Arriva de Saumur une nymphe des nostres
Qui sçavoit du manege autant que Pluvinel,
Que la vieille Baucis disant ses patenostres
Acheta pour monture à son fils Darinel.
Ma foy je pensois estre en l' isle des pygmées
Quand je vy tant de nains courir dans ce Bordeau,
Mais voici qu' à l' instant quatre putains pommées
Firent la reverence à la grande Ysabeau.
Marthe, Urbane, Renotte, et la grosse Perrine
Laisserent à Flipot ce petit quolibet
Qu' il luy falloit autant de garces en cuisine
Qu' il falloit de pilliers à construire un gibet.

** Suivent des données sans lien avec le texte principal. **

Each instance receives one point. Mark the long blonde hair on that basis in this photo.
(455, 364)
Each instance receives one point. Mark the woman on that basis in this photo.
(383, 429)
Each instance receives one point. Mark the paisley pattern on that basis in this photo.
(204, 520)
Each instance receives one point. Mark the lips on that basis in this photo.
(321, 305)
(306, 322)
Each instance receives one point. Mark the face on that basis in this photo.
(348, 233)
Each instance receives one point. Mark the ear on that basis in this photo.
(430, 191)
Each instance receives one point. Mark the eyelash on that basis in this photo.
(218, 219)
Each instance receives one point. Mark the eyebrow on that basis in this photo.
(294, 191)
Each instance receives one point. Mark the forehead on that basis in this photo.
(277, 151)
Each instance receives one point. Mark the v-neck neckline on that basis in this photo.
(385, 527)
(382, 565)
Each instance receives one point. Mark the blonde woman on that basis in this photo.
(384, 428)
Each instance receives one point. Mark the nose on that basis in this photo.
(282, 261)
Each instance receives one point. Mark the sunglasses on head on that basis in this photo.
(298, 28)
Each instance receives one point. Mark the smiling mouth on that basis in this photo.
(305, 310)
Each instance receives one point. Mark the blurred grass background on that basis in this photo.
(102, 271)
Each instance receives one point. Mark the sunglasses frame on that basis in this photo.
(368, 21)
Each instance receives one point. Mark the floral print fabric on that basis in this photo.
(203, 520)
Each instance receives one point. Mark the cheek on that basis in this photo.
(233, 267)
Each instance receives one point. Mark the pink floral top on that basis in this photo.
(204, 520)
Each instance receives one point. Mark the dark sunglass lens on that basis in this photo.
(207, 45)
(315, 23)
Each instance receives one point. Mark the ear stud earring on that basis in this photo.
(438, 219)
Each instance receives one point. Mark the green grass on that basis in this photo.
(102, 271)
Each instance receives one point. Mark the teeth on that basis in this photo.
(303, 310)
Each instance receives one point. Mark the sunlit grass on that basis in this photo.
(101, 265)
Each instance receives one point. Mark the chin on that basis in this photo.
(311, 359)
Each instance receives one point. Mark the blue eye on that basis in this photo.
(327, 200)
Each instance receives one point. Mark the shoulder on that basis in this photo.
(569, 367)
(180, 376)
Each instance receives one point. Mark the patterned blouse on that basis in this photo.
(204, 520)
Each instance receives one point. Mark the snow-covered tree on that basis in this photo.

Montant vers le coq d' Inde on oyt un bruit de chaines
Et de gens cuirassez un horrible combat,
Mais je vy que c' estoit le medecin des chesnes
Qu' un démon rapportoit tout armé du sabath.
À voir son pasle teint, son visage d' incube,
Ses yeux de loup-garou, sa gorge de cocu,
L' on jugea qu' il s' estoit accouplé d' un succube,
Et qu' il avoit vilain baisé le diable au cu.


Je vy sous un peuplier la rousse de Tantale
Monstrer à son valet le signe des poissons,
Tandis qu' un daim poussif montoit une quevalle,
Qui brusque le portoit souvent hors des arçons.
Chez un petit boiteux, trois rustres de Baviere
Par Mercure faisoient gresser leur canepin,
Cependant que l' hostesse au dieu porte-lumiere
Follastroit toute nuë à l' ombrage d' un pin.
Environ ce temps-là mourut de la pepie
Chicanoux, l' avalleur de fours et de moulins,
Reposeroit au ciel l' ame de ceste harpie,
Qui s' engraissa jadis du sang des orphelins?
Sisamne y vit encor gentillatre à Sutane,
Qui craint que Cambisez ne le face escorcher,
Escorcher! Et pour quoy? La peau de ce grand asne
Ne vaut pas seulement pour payer le boucher.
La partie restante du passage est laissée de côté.